O Judaísmo é uma das religiões abraâmicas mais antigas e influentes do mundo. Com uma história milenar, suas crenças, práticas e tradições têm desempenhado um papel significativo no desenvolvimento cultural e espiritual de diversos povos. Até 2019, a população mundial de judeus era de 14,7 milhões (Dashefsky; Sheskin, 2020).

O Judaísmo tem suas raízes nas antigas tradições do povo hebreu. Acredita-se que a história dos hebreus remonta ao patriarca Abraão, que viveu por volta de 1.800 a. C. De acordo com a tradição judaica, Deus fez uma aliança com Abraão, prometendo-lhe uma terra e descendentes numerosos. O período do Êxodo, liderado por Moisés, é considerado um evento fundamental para o Judaísmo, no qual os hebreus foram libertados da escravidão no Egito e receberam a Lei de Deus no Monte Sinai (Fine, 1998).

De acordo com a tradição, Moisés recebeu de Deus os 10 mandamentos escritos em duas tábuas de pedra. Os mandamentos são: 1. Não terás outros deuses diante de mim. 2. Não farás para ti nenhum ídolo, ne­nhuma imagem de qualquer coisa no céu, na terra, ou nas águas debaixo da terra. Não te prostrarás diante deles nem lhes prestarás culto. 3. Não tomarás em vão o nome do Senhor, o teu Deus. 4. Lembra-te do dia de sábado, para santificá-lo. 5. Honra teu pai e tua mãe. 6. Não matarás. 7. Não cometa adultério. 8. Não furtarás. 9. Não darás falso testemunho contra o teu próximo. 10. Não cobiçarás a casa do teu próximo.

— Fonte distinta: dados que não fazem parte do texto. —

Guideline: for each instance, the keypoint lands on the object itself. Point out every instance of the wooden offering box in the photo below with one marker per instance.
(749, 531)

Não cobiçarás a mulher do teu próximo, nem seus servos ou servas, nem seu boi ou jumento, nem coisa alguma que lhe pertença (Êxodo 20: 3-17).

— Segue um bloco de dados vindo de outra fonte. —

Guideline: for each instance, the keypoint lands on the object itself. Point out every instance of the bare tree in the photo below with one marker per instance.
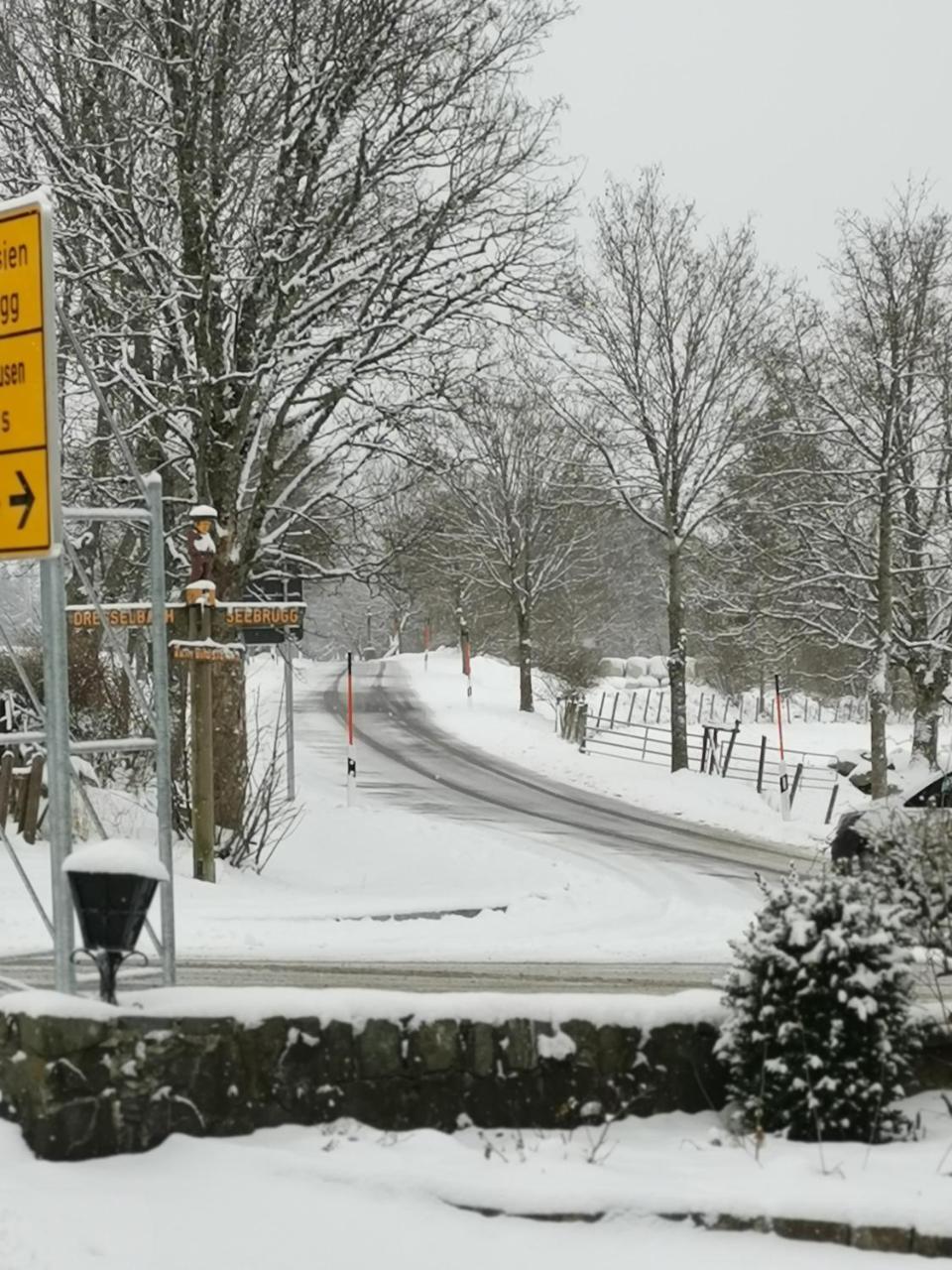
(275, 222)
(516, 521)
(870, 566)
(670, 329)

No centro do Judaísmo estão as crenças em um Deus único e na importância da observância dos mandamentos divinos. A Torá, que consiste no pentateuco, os cinco livros escritos por Moisés (Gênese, Êxodo, Números, Levítico e Deuteronômio), é considerada sagrada e constitui a base da lei e da ética judaica (Scardelai, 2008). Além disso, o Talmude, uma coleção de comentários e interpretações da lei judaica, desempenha um papel central na compreensão e prática do Judaísmo.

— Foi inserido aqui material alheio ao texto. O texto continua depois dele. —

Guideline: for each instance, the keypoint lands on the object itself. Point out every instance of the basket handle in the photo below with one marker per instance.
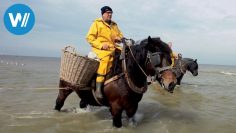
(70, 49)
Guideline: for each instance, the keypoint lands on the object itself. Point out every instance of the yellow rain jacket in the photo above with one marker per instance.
(174, 55)
(99, 33)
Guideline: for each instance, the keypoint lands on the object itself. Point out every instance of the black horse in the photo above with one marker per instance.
(185, 64)
(125, 92)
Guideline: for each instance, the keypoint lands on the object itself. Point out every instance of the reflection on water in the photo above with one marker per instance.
(202, 104)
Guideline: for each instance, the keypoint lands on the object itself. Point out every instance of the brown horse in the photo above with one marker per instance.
(124, 93)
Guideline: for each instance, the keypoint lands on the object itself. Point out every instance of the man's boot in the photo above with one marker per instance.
(98, 91)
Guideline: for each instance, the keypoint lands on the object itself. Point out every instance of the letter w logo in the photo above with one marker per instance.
(14, 21)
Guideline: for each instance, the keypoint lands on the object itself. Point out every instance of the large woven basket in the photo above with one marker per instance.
(76, 70)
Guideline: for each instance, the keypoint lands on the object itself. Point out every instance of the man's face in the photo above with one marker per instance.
(107, 16)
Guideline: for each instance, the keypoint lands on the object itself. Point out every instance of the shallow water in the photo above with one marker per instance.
(204, 104)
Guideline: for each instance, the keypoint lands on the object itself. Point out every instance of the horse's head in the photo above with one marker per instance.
(161, 61)
(193, 67)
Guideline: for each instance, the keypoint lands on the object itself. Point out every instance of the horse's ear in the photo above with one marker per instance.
(149, 39)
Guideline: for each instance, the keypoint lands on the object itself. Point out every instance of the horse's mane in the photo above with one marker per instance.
(138, 48)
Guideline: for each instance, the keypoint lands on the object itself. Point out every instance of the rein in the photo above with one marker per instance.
(139, 90)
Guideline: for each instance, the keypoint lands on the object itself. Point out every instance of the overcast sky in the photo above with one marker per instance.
(201, 29)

A observância do Shabat, que ocorre do pôr do sol de sexta-feira até o pôr do sol de sábado, é um dos pilares do Judaísmo. Durante esse período, os judeus se abstêm de trabalhar e dedicam-se à oração, ao estudo religioso e ao tempo com a família. Outras práticas importantes incluem a circuncisão masculina, a observância das leis alimentares, chamada Kashrut (ou Kosher) e a celebração de festividades como o Rosh Hashaná, o Ano Novo Judaico, e o Yom Kipur, o Dia do Perdão (Fine, 1998).

Ao longo da história, surgiram diferentes correntes e movimentos dentro do Judaísmo. O Judaísmo Ortodoxo mantém uma aderência estrita às tradições e leis religiosas, enquanto o Judaísmo Conservador busca um equilíbrio entre a tradição e a modernidade. O Judaísmo Reformista, por sua vez, adota uma abordagem mais liberal e adapta as práticas religiosas às mudanças sociais (Fine, 1998).

O Judaísmo é uma religião rica e complexa, que abrange uma ampla gama de crenças, práticas e tradições. Sua história e ensinamentos têm influenciado profundamente a civilização humana ao longo dos séculos. Através da adesão à fé, à ética e à comunidade, os judeus encontram significado espiritual e conexão com sua herança ancestral.

Referências

Dellapergola, S. World Jewish Population, 2019. In: Dashefsky, A.; Dellapergola, S.; Sheskin, I. (eds). American Jewish Year Book 2019. American Jewish Year Book. Nova Iorque: Berman Jewish DataBank, 2020.

Fine, Doreen. O Que Sabemos Sobre o Judaísmo?3. ed. São Paulo: Callis, 1998.

Scardelai, Donizete. Da Religião Bíblica ao Judaísmo Rabínico: origens da religião de Israel e seus desdobramentos na história do povo judeu. São Paulo: Paulus, 2008.